Aşk, son derece sömürücü bir tefeci olduğu için, (en temiz tutkuların temeli bile, bir yürek alışverişi yaparak aşırı bir ruhsal kâr sağlamak umuduna dayanır; nasıl ki daha aşağı düzeydeki tutkuların temelinde de aşırı bir bedensel ya da maddesel kâr sağlamak umudu yatarsa) her sabah Gabriel’in kızı kazanabilmek şansı konusunda yaptığı hesaplar, ticaret borsasının hesapları gibi inip çıkıyordu. Köpeğinin yemek bekleyişi kendisinin kız gelsin diye bekleyişine öyle benziyordu ki, bu benzerlik onun bile gözüne çarptı; genç çiftçi gurur kırıcı bir şey olarak gördü bunu; köpeğe bakamaz oldu. Gene de çitin arasından, onun hiç aksamayan gelişlerini gözlemekten geri kalmıyordu. Böylece, kıza karşı duyguları, kızda hiçbir yankı uyandırmaksızın derinleşti. Gabriel’in henüz kıza söyleyecek, şöyle derlenip toplanmış, hazırda bir sözü yoktu. Çünkü başladığı yerde biten sevda sözleri söylemesini ve Ses ve şiddetle dolu anlamı boş olan ateşli öyküler anlatmasını beceremezdi. Bu yüzden hiçbir şey söylemiyordu. (Syf 28)

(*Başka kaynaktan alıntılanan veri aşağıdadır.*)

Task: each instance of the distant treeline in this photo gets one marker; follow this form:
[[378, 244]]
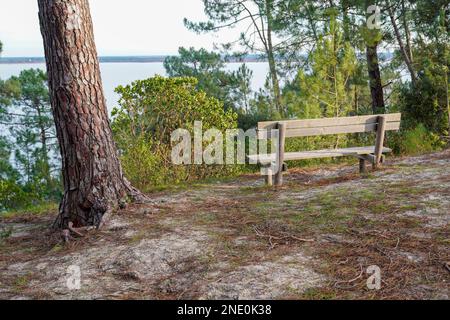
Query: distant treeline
[[123, 59]]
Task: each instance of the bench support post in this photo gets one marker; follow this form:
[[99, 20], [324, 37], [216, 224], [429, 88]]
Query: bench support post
[[381, 130], [362, 166], [280, 153], [269, 177]]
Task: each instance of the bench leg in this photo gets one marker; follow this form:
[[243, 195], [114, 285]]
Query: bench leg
[[379, 141], [362, 166], [269, 177], [280, 154]]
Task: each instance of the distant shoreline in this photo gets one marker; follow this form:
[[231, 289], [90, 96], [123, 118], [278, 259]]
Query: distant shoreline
[[120, 59]]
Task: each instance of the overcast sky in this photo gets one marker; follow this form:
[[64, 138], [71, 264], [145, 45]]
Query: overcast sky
[[122, 27]]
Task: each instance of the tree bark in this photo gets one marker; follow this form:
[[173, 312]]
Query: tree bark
[[272, 62], [94, 183], [376, 86], [403, 49]]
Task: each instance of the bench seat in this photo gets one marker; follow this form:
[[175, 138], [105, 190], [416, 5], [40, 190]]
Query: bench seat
[[267, 159]]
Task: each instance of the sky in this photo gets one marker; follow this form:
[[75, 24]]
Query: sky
[[121, 27]]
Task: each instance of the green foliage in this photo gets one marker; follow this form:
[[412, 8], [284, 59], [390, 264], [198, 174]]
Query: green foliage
[[30, 177], [232, 88], [150, 110], [12, 196], [416, 141]]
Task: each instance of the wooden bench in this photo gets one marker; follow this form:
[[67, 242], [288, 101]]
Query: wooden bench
[[326, 126]]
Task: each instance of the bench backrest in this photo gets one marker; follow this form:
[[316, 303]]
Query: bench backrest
[[329, 126]]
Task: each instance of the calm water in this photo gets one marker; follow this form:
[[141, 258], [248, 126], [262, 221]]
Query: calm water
[[114, 74]]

Gabriel gene canlanarak, “Hadi öyleyse, düşünün birkaç dakika,” dedi. “Biraz beklerim, Miss Everdene, benimle evlenir misiniz? Ne olur, evlen, Bathsheba. Seni görülmedik derecede seviyorum.”
Kız, biraz daha ürkek, “Biraz kafamı toparlamaya çalışayım,” dedi. “Dışarıda düşünebilirsem... aklım öyle bir dağılıyor ki!”
“Az buçuk kestirebilirsin ya!”
“Öyleyse zaman ver bana.” Bathsheba, düşünceli gözlerle Gabriel’in durduğu yerin ters yönünde, uzaklara bakıyordu.
(…)
“Neden evet demiyorsun bana?” diye yalvararak çalının öbür yanına doğru birkaç adım attı.
Kız gerileyerek, “Elimde değil,” dedi.
Oak, “Ama neden?” diye direndi.
Kıza hiçbir zaman ulaşamayacağını anlayarak sonunda durdu.
Aralarında çalı, bakıştılar. “Seni sevmiyorum da ondan.”
“Öyle ama...”
Genç kız içinden gelen bir esnemeyi iyice bastırarak karşısındakini kırmayacak bir boyuta indirdi.
“Seni sevmiyorum,” dedi.
“Ama ben seni seviyorum. Bana gelince, sen benden hoşlan bana yeter.”
“Ah, Mr. Oak – dile kolay bu! Sonunda benden nefret edersin!”
Mr. Oak öyle içtenlikle, “Hiçbir zaman!” dedi ki, sözlerinin gücüyle çalıyı aşıp kızın kucağına atıldı sanki, “Dünyada tek bir şey yapacağım... kesin olarak tek bir şey, o da seni sevmek, seni istemek... ölünceye dek istemek seni.”
(…)
Kız üzgünlükle, “Sen beni bu kadar severken benim seni istemeyişim çok yanlış kaçıyor,” diyerek bu duygusal çıkmazdan kurtulabilmek için yol ararcasına, umutsuzlukla çevresine bakındı. (Syf 32-34)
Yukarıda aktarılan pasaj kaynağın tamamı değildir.